Imaginons ensemble le scénario suivante, vous devez effectuer par paire un projet qui compte pour la moitié des points.

Votre réussite dépendra en partie de ce travail.

«  Maxime, as-tu bien rendu notre travail au secrétariat ?

-Zut, j’ai complètement oublié de me réveiller ce matin, de toute façon je ne compte pas continuer mon année.

-Et moi dans l’histoire ? Tu es censé être mon coéquipier, je risque de rater mon année à cause de ça… répondit désespérément Claire.

-Excuse moi j’ai pris mon rôle un peu à la légère, j’aurais dû penser à toi. Je dirais que c’est de ma faute. Ne t’inquiète pas je vais arranger ça. »

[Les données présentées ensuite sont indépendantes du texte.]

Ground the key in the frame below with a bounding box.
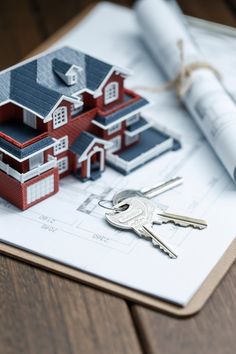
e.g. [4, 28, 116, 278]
[105, 197, 177, 258]
[112, 177, 183, 205]
[118, 197, 207, 230]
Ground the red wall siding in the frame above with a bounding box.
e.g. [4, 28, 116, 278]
[0, 168, 59, 210]
[2, 154, 29, 173]
[0, 171, 24, 209]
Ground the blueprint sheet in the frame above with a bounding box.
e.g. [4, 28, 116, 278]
[0, 3, 236, 306]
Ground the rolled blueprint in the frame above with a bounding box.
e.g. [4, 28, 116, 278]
[135, 0, 236, 181]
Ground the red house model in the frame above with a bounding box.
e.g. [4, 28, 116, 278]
[0, 47, 179, 210]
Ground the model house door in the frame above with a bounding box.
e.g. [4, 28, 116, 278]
[29, 152, 43, 170]
[23, 109, 37, 129]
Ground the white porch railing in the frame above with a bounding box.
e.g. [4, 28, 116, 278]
[106, 138, 174, 173]
[0, 156, 57, 183]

Claire lui pardonnera-t-elle ? Maxime a-t-il réagi de la bonne manière ?

Pardon

Ces questions ne sont pas anodines, elles peuvent être généralisées à un ensemble de situations rencontrées dans notre quotidien relationnel. En effet, la notion de pardon est au centre du maintien de l’harmonie des relations humaines. Intuitivement, lorsqu’une personne porte préjudice au bien-être d’un ou plusieurs de ses pairs, on pourrait penser que le fait de s’excuser ou de se rendre responsable devrait faciliter le processus de pardon. Cependant, selon Eaton, Struthers, Santelli, Shirvani et Uchiyama (2008, étude 1 & 2), ce ne serait pas toujours le cas. Ces auteurs ont montré que le fait de s’excuser pouvait ou non faciliter le pardon, en fonction du degré d’intention que la victime impute au transgresseur. Plus spécifiquement, lorsque le transgresseur a agi non-intentionnellement, le fait qu’il s’excuse va favoriser le pardon. Par contre, lorsque son action est intentionnelle, le fait qu’il s’excuse lui est défavorable et il sera moins pardonné.

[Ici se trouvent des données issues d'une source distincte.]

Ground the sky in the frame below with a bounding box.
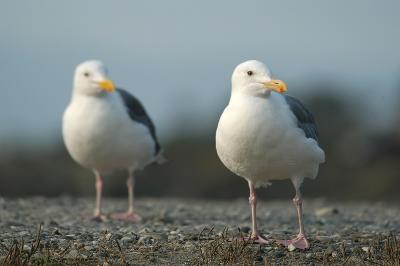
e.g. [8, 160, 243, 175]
[0, 0, 400, 143]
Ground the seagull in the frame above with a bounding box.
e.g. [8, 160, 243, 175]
[216, 60, 325, 249]
[63, 60, 163, 222]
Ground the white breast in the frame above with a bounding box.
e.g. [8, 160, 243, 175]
[216, 93, 324, 184]
[63, 93, 155, 172]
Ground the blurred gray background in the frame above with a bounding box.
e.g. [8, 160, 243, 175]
[0, 0, 400, 201]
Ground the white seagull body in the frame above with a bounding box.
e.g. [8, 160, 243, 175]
[216, 92, 324, 186]
[64, 89, 155, 174]
[216, 60, 325, 249]
[63, 61, 162, 222]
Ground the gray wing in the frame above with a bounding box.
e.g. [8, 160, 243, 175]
[117, 89, 161, 155]
[284, 95, 318, 142]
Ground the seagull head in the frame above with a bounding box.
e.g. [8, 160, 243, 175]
[74, 60, 115, 95]
[232, 60, 287, 95]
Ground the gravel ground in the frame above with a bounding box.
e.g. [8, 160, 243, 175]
[0, 197, 400, 265]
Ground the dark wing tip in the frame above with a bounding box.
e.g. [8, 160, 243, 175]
[285, 95, 318, 142]
[117, 88, 161, 155]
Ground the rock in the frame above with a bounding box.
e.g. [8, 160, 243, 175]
[120, 236, 133, 247]
[64, 234, 75, 240]
[288, 244, 296, 252]
[106, 233, 112, 240]
[65, 249, 79, 259]
[52, 228, 62, 236]
[274, 250, 286, 258]
[240, 225, 251, 234]
[315, 207, 339, 217]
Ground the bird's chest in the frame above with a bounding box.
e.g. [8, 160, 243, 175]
[63, 97, 122, 164]
[216, 95, 291, 177]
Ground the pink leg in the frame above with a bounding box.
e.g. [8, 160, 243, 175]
[93, 171, 106, 221]
[111, 170, 142, 223]
[278, 179, 310, 249]
[242, 182, 270, 244]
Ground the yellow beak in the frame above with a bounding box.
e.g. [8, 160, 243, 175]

Par ailleurs, Eaton et al. (2008, étude 2), ont montré que ces variations pouvaient être expliquées par l’impression que la victime se fait du transgresseur (est-il une personne sincère, agréable et fiable ?).

Interaction

Afin de tester l’influence de l’excuse et de l’intention de nuire sur le pardon, Eaton et al. (2008, études 1 & 2) ont confronté des individus à deux situations artificielles de transgression.

Dans une première étude, un complice de l’expérimentateur endossait le rôle de transgresseur à l’insu des personnes qui participaient à l’expérience en déplaçant un joystick alors que l’expérimentateur leur avait stipulé en début de séance l’interdiction formelle d’y toucher, faute de quoi leurs réponses allaient être effacées.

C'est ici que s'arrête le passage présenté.